Call it Urban Modern. That is, I think it reflects not a left-or-right POLITICAL ideology but a geographical one, the mentality of the place it is created: 21st Century Manhattan. So: the Magazine reflects a place where women have professional ambition, where immigrants are welcome, and where gays and lesbians can be themselves (if not marry, yet). The Magazine also reflects a place where being rich is not a bad thing, where fashion is not a sign of superficiality, and where individualism is embraced. Here, arguing is not bad manners. Here, a chief way of loving your hometown is criticizing it: For, say, not doing enough for those (children, the poor, the homeless) who are most vulnerable. Here, art is never spoken of in moral terms, and most aspects of everyday life—food and drink and bathroom fixtures—are mostly spoken of in aesthetic terms. And here, as E.B. White famously wrote, it tends to be those who come from elsewhere full of longing who make the place what it is. More generally, we reflect a place where change is not a threat, where doubt and complexity are more TRUE than certainty, and where most everything non-criminal is tolerated--except a bad haircut.
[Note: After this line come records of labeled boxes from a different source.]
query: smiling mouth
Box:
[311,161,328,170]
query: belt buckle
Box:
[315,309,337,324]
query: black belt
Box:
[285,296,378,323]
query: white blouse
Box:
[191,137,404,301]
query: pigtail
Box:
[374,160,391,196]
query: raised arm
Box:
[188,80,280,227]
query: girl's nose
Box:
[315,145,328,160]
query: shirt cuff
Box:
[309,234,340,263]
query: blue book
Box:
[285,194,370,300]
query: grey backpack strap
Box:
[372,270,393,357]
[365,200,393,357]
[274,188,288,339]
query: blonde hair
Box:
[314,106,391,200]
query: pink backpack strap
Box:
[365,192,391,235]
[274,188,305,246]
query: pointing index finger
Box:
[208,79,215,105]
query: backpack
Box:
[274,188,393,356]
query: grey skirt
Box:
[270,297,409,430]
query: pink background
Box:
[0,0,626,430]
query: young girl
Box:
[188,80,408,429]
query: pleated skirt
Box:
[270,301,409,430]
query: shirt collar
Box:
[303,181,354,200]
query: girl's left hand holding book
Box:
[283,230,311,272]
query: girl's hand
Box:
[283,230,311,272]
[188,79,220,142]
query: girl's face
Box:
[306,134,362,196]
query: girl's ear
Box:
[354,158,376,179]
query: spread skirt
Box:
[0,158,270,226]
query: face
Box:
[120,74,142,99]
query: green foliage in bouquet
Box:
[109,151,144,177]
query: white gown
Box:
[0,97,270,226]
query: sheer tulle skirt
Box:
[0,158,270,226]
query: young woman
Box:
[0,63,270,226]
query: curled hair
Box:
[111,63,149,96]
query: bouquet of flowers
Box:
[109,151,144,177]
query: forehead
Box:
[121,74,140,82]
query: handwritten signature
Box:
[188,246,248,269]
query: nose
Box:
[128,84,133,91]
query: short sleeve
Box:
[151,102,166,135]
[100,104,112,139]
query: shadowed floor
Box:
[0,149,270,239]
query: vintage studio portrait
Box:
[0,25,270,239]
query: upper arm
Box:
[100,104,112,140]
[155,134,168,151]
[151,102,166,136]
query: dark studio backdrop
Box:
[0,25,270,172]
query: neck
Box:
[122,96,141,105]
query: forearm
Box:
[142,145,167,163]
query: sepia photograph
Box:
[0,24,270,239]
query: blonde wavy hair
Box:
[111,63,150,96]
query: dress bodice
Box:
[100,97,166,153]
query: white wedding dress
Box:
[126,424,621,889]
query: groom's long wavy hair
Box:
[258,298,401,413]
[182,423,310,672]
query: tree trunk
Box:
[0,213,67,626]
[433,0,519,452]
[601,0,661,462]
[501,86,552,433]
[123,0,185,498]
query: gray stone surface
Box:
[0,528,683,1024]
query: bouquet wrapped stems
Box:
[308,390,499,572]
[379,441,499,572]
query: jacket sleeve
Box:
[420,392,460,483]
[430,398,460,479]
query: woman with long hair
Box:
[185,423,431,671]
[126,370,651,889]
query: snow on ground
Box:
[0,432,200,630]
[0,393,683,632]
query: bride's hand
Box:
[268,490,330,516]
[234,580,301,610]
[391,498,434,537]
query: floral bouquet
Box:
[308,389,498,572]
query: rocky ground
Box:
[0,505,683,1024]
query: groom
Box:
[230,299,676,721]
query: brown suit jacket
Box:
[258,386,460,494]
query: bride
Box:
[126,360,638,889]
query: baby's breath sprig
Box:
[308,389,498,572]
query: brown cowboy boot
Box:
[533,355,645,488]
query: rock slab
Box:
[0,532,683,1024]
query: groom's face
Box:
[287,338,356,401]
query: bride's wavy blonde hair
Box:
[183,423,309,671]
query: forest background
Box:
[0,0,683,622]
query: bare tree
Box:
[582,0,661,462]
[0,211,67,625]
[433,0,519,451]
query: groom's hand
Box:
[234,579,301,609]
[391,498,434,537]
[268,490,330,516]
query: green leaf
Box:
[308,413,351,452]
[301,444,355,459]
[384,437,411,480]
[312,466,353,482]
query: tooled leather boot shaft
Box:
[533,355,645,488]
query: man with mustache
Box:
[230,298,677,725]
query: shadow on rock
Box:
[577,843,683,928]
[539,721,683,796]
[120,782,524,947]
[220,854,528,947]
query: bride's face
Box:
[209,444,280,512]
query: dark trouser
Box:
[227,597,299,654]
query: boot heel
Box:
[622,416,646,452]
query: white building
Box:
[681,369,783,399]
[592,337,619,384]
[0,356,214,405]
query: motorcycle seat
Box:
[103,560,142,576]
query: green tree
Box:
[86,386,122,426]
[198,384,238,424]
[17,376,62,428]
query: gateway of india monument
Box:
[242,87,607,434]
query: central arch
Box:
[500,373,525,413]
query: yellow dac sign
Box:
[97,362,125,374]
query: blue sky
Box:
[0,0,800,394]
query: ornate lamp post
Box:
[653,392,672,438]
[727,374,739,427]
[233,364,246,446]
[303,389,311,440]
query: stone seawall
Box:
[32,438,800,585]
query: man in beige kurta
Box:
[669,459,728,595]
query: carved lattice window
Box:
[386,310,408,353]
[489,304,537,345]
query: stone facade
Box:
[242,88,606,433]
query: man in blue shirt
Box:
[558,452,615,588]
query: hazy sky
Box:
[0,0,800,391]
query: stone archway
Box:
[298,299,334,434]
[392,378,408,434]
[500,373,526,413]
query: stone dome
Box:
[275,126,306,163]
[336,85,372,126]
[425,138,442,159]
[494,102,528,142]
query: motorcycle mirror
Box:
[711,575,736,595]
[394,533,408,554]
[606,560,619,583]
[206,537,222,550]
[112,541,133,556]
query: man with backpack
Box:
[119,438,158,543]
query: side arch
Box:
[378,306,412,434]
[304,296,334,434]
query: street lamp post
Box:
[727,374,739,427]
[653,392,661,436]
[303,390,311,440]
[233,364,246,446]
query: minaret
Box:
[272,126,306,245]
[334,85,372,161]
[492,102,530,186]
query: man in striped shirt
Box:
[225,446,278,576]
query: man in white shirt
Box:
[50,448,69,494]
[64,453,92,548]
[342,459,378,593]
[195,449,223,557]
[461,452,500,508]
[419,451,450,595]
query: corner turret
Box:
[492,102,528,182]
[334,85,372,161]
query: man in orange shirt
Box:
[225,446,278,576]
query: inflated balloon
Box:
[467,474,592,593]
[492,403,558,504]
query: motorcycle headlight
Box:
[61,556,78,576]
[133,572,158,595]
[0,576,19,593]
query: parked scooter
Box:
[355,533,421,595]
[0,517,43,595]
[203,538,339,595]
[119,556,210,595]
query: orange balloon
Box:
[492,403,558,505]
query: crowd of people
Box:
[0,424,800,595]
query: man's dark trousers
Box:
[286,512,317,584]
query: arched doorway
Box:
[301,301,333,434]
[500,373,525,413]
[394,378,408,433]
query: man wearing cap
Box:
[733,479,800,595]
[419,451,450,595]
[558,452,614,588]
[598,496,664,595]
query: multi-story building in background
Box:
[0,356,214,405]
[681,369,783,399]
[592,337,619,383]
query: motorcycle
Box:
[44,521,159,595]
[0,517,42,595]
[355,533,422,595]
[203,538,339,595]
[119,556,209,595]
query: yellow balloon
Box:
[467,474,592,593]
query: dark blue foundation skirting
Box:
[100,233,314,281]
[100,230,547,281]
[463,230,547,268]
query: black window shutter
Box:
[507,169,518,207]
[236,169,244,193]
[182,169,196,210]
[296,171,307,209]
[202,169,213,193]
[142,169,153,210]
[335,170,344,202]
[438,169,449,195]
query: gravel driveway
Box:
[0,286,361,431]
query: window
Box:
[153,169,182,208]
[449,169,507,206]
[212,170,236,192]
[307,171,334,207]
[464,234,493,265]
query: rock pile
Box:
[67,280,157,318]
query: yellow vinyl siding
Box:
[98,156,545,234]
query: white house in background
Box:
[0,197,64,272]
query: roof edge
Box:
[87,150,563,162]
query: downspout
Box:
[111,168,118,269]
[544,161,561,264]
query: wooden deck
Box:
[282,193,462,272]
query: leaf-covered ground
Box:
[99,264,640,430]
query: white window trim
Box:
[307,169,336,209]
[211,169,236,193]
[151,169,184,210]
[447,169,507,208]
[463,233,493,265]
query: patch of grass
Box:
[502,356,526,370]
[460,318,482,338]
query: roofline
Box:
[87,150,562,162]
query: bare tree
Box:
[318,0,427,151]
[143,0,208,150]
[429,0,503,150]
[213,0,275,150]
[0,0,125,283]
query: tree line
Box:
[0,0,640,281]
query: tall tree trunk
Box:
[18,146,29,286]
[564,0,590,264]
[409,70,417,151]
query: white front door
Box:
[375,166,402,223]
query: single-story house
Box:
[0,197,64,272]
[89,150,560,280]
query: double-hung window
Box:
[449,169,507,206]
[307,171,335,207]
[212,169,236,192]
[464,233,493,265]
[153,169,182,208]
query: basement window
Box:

Wieseltier's response to this is both predictable and satisfying:

[W]hat is being celebrated here is the ideology of no ideology—the ascendancy of the Nora Ephron view of the world, which may be succinctly described as "food and drink and bathroom fixtures." What moves such a heart most (aside from children, the poor, and the homeless) are amenities and trivialities. The conferring of importance upon the unimportant, and of unimportance upon the important: this is a mark of decadence, the cognitive inversion of people who live "mostly in aesthetic terms" because they have secured themselves materially—or so they would like to believe—against philosophy and pain. They live for lightness and distraction. Their laughter is the sound of luck. They acquit themselves of their intellectual obligations with opinions. The anxiety that arguing may be bad manners is plausibly held by someone whose primary arena of political action may be the dinner party. (Darling, were we wrong about Obama?) [...] [W]hen Marzorati jauntily protests that in Manhattan being rich is not a bad thing, it has the effect of concealing that in Manhattan being poor is a bad thing. That is how high spirits work in hard times. And what is so terrifying about seriousness, anyway? I like to think of it as nothing more than proof of consciousness. Happy is the man whose worst misfortune is a bad haircut, but no such man lives.

Matthew Boudway is senior editor of Commonweal.